WUJUD BARU DI PADANG MAHSYAR
Nanti dibangkitkan di padang Mahsyar dengan wujud yang sama sekali baru, bukan yang seperti sekarang ini sebagaimana yang Allah Ta’ala firmankan :
ذَلِكَ جَزَاؤُهُمْ بِأَنَّهُمْ كَفَرُوا بِآَيَاتِنَا وَقَالُوا أَئِذَا كُنَّا عِظَامًا وَرُفَاتًا أَئِنَّا لَمَبْعُوثُونَ خَلْقًا جَدِيدًا (98)

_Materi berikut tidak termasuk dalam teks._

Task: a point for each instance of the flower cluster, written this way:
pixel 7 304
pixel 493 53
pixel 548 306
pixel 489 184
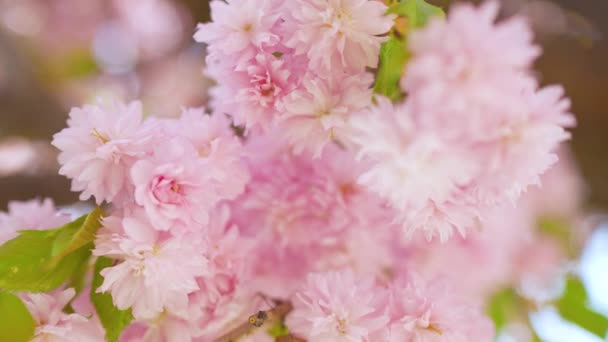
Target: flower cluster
pixel 303 187
pixel 166 231
pixel 475 130
pixel 300 65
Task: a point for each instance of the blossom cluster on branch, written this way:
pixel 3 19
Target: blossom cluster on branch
pixel 364 212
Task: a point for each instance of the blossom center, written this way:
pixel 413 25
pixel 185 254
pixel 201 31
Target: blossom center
pixel 95 133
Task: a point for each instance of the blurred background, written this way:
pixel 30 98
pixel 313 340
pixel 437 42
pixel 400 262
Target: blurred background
pixel 55 54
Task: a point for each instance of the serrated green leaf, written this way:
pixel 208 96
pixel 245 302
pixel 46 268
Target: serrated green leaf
pixel 393 56
pixel 501 307
pixel 25 262
pixel 278 329
pixel 76 234
pixel 417 12
pixel 573 307
pixel 113 320
pixel 16 322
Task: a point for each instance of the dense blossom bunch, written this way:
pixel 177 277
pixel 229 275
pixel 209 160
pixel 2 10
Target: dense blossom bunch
pixel 317 200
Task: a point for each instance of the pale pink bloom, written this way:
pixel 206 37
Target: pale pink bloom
pixel 563 189
pixel 440 220
pixel 337 306
pixel 172 185
pixel 178 326
pixel 34 214
pixel 229 255
pixel 291 200
pixel 146 277
pixel 420 175
pixel 466 69
pixel 422 311
pixel 318 112
pixel 99 146
pixel 53 325
pixel 260 87
pixel 496 248
pixel 239 26
pixel 342 34
pixel 525 145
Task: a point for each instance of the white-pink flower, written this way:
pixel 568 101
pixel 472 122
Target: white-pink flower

Itulah Balasan bagi mereka, karena Sesungguhnya mereka kafir kepada ayat-ayat Kami dan (karena mereka) berkata: "Apakah bila Kami telah menjadi tulang belulang dan benda-benda yang hancur, Apakah Kami benar-benar akan dibangkitkan kembali sebagai makhluk baru?" (QS Al-Isra’ 17:98)

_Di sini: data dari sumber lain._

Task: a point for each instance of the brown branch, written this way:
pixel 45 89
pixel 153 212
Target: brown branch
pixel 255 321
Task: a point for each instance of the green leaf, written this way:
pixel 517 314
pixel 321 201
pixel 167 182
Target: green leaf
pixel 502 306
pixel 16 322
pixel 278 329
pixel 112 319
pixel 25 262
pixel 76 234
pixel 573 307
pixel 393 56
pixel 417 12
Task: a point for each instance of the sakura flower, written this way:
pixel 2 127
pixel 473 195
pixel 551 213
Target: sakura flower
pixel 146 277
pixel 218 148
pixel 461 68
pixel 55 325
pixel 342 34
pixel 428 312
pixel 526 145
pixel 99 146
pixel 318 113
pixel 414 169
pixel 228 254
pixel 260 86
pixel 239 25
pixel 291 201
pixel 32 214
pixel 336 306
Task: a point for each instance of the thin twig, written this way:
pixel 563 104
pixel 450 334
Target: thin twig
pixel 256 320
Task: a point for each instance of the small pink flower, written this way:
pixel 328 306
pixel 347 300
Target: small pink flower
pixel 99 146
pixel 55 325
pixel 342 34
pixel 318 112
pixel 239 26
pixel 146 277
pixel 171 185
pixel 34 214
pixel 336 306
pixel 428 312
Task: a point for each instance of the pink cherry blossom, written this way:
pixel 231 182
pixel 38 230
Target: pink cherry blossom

Namun bagi mereka yang mengingkari ayat-ayat Allah itu tidaklah percaya bahwa mereka akan diciptakan sebagai ciptaan yang baru, ”Dan mereka berkata:
وَقَالُوا أَئِذَا ضَلَلْنَا فِي الْأَرْضِ أَئِنَّا لَفِي خَلْقٍ جَدِيدٍ بَلْ هُمْ بِلِقَاءِ رَبِّهِمْ كَافِرُونَ (10)
Dan mereka berkata: "Apakah bila Kami telah lenyap (hancur) dalam tanah, Kami benar-benar akan berada dalam ciptaan yang baru?" bahkan mereka ingkar akan menemui Tuhannya. (QS As-Sajdah 32:10)

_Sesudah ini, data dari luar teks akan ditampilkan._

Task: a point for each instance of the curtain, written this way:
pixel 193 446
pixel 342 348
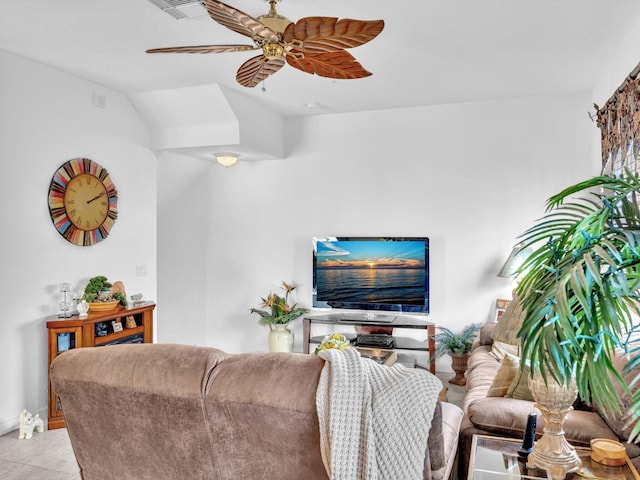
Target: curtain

Dalam kehidupan yang baru di padang Mahsyar akan datang dengan berkelompok-kelompok, sebagaimana firman Allah :
. يَوْمَ يُنْفَخُ فِي الصُّورِ فَتَأْتُونَ أَفْوَاجًا (النباء : 18)
 (‘Pada hari ketika ditiup sangkakala, lalu kalian datang dengan berkelompok-kelompok’)?” (An-Naba [78]:18)

  أَفْوَاجًا  أي أمماً كل أمة بأمامها
Berkelompok-kelompok maksudnya adalah setiap umat berkelompok/berkumpul dengan pemimpinnya masing-masing, sebagaimana firman Allah :
 {يوم ندعو كل أناس بامامهم} [ الإسراء : 71 ]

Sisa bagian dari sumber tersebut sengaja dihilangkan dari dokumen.